[PATCH kvmtool 04/21] mmio: Extend handling to include ioport emulation
Alexandru Elisei
alexandru.elisei at arm.com
Mon Feb 22 10:50:08 EST 2021
Hi Andre,
On 2/17/21 5:43 PM, Andre Przywara wrote:
> On Thu, 11 Feb 2021 16:10:16 +0000
> Alexandru Elisei <alexandru.elisei at arm.com> wrote:
>
> Hi,
>
>> On 12/10/20 2:28 PM, Andre Przywara wrote:
>>> In their core functionality MMIO and I/O port traps are not really
>>> different, yet we still have two totally separate code paths for
>>> handling them. Devices need to decide on one conduit or need to provide
>>> different handler functions for each of them.
>>>
>>> Extend the existing MMIO emulation to also cover ioport handlers.

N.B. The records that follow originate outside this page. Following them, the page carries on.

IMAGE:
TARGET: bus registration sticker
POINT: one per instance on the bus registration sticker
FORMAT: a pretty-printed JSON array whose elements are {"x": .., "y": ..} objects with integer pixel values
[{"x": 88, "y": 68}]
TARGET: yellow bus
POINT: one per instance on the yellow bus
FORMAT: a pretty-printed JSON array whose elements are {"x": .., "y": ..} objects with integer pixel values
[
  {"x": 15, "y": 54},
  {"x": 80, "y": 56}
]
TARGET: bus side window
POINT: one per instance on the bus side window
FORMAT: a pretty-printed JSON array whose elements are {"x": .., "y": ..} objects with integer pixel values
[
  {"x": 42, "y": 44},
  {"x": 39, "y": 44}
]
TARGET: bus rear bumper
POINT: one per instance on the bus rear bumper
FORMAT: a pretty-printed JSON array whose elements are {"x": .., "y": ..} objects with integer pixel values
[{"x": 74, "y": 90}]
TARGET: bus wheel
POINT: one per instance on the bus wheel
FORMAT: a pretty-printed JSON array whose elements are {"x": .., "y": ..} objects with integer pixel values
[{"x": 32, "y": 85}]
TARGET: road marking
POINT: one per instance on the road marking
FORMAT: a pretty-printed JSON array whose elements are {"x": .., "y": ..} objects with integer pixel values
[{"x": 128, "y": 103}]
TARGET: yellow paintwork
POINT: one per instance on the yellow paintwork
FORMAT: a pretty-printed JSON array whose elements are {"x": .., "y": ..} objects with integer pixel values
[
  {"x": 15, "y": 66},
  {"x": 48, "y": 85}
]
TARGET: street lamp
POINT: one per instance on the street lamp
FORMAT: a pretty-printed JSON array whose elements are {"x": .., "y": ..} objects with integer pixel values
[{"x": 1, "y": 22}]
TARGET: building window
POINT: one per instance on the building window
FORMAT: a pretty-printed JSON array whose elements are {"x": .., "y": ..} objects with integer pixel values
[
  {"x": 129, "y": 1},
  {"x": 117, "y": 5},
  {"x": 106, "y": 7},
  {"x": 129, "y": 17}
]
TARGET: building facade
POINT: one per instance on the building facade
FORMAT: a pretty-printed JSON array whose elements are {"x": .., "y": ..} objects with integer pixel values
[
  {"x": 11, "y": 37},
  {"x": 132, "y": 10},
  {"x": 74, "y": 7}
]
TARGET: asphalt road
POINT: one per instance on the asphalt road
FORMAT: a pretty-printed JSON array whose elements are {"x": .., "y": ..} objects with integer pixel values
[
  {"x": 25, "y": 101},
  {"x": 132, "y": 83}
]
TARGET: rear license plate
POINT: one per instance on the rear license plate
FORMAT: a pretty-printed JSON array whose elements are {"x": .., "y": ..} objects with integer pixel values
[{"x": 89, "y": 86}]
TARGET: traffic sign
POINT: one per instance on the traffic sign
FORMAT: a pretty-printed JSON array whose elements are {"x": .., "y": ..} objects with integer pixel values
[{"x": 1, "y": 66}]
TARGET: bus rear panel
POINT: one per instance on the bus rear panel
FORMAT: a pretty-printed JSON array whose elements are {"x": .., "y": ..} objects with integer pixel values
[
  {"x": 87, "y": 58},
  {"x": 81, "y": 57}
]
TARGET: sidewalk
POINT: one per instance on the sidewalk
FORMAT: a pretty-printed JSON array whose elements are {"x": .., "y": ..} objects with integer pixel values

>>> This just adds another RB tree root for holding the I/O port handlers,
>>> but otherwise uses the same tree population and lookup code.
>> Maybe I'm missing something, but why two trees? Is it valid to have an overlap
>> between IO port and MMIO emulation? Or was it done to make the removal of ioport
>> emulation easier?
> So I thought about it as well, but figured it's easier this way:
> - x86 allows overlap, PIO is a totally separate address space from
> memory/MMIO. Early x86 CPUs had pins to indicate a PIO bus cycle, but
> using the same address and data pins otherwise. In practise there
> might be no overlap when it comes to *MMIO* traps vs PIO on x86
> (there is DRAM only at the lowest 64K of the IBM PC memory map),
> but not sure we should rely on this.
> - For non-x86 this would indeed be non-overlapping, but this would need
> to be translated at init time then? And then we can't move those
> anymore, I guess? So I found it cleaner to keep this separate, and do
> the translation at trap time.
> - As a consequence we would need to have a bit indicating the address
> space. I haven't actually tried this, but my understanding is that
> this would spoil the whole rb_tree functions, since they rely on a
> linear addressing scheme, and adding another bit there would be at
> least cumbersome?
>
> At the end I decided to go for separate trees, as also this was less
> change.
>
> I agree that it would be nice to have one tree, from a design point of
> view, but I am afraid that would require more changes.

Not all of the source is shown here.